Part of a study on the standard deviation of the electron density using Monte Carlo simulations, I was needing a fast way to calculate structure factors. I achieve this goal a while ago but I continued to improve things each time when I got a new idea to try.

I already talked about it a few times:

My algorithm is no longer memory bounded and the cpu is not starving anymore. Since I am calculating reflections by batches the memory access must be more efficient. This is a nice side effect of the modifications I have made. I checked it by running the program at 2 different cpu frequency and with different cores used. It all scale up nicely. I tried up to 4 threads, the limit of my actual cpu.

At this date, I am reaching 60-75M reflections*atoms per second and per core. On a 200 atoms structure with 100k reflections the result comes in less than 600ms.

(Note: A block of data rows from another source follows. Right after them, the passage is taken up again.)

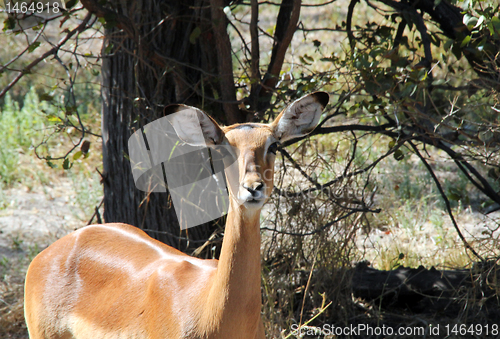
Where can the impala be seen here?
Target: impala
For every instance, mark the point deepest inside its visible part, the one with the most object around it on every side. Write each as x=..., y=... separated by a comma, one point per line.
x=114, y=281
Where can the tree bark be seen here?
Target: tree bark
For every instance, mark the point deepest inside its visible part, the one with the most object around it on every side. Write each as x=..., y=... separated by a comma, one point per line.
x=136, y=87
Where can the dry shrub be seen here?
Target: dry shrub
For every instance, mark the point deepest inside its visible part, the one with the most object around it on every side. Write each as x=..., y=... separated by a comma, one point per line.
x=308, y=244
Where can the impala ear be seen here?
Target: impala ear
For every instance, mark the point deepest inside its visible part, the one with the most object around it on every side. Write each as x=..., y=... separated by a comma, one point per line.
x=194, y=126
x=300, y=117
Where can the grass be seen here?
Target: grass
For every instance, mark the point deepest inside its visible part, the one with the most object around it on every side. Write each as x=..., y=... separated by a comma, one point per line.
x=301, y=275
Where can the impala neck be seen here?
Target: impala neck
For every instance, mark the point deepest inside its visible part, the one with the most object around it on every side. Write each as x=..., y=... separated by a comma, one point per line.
x=235, y=295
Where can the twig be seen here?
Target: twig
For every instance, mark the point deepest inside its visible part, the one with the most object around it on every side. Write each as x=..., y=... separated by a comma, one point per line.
x=80, y=28
x=445, y=199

The valgrind profile is shown below.

Compared to cctbx it’s almos 4 times faster. However cctbx is much more versatile, that’s probably the reason it’s slower. This efficiency is only possible with optimised trigonometric and BLAS functions. Without these, the calculations are a bit slower than cctbx. BLAS is only efficient on big vectors or matrices so I had to increase the number of reflections processed by batches from 128 to 1024.

This interesting thing about this batch process with BLAS functions is that it should be compatible for a GPU implementation. Though Fortran binding are not widely accessible yet and BLAS functions might not be as efficient as with the cpu. The number of reflections processed simultaneously would probably need to be increased. In the end it should be beneficial only on several hundred of thousands reflections. This range can only be found in protein crystallography.

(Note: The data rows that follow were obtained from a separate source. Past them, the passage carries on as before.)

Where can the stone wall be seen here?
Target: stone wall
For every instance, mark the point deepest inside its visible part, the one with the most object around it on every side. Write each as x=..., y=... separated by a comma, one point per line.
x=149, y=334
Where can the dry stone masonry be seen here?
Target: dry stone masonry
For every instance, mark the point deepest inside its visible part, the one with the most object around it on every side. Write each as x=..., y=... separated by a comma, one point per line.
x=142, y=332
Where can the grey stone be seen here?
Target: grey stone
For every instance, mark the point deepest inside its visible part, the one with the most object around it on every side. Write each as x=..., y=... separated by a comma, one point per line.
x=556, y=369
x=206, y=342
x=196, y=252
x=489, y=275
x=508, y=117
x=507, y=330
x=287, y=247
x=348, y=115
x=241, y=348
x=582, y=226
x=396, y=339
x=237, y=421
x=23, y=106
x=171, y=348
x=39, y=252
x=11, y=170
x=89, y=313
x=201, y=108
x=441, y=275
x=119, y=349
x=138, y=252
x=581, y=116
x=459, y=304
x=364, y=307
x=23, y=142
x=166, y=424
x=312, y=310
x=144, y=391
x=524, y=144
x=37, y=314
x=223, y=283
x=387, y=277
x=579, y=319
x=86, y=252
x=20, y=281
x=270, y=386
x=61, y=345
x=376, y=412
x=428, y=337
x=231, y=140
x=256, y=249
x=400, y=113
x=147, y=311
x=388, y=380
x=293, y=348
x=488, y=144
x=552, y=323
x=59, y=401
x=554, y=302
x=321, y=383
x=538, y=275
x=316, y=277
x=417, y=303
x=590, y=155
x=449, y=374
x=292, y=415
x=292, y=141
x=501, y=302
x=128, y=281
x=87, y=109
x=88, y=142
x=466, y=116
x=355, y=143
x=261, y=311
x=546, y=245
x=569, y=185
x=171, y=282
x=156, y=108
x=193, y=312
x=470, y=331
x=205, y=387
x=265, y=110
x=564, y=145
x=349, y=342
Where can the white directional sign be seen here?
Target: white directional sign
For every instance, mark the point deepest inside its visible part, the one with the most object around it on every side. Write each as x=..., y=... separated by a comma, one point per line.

It turns out that it can be useful to someone else and I am in the process of releasing only this part as a library to allow more people to play with it. This high level of perfomance relies on the AMD core mathematical library both for the vectorized trigonometric function (vrsa_sincos – 64bit only!) and the BLAS functions (SAXPY mainly). It should be possible to use mkl as well.

Actually the interface is very crude and uses several arrays. Object oriented data has not been implemented, data won’t be contigous anymore and would affect the efficiency. Difficult to say if the result would be very different or not.

The project is here:

libFc repository

The code produce both single precision and double precision routines accessible via generic interfaces. Via conditional compilation it is possible to select the vector math library and switch to blas functions.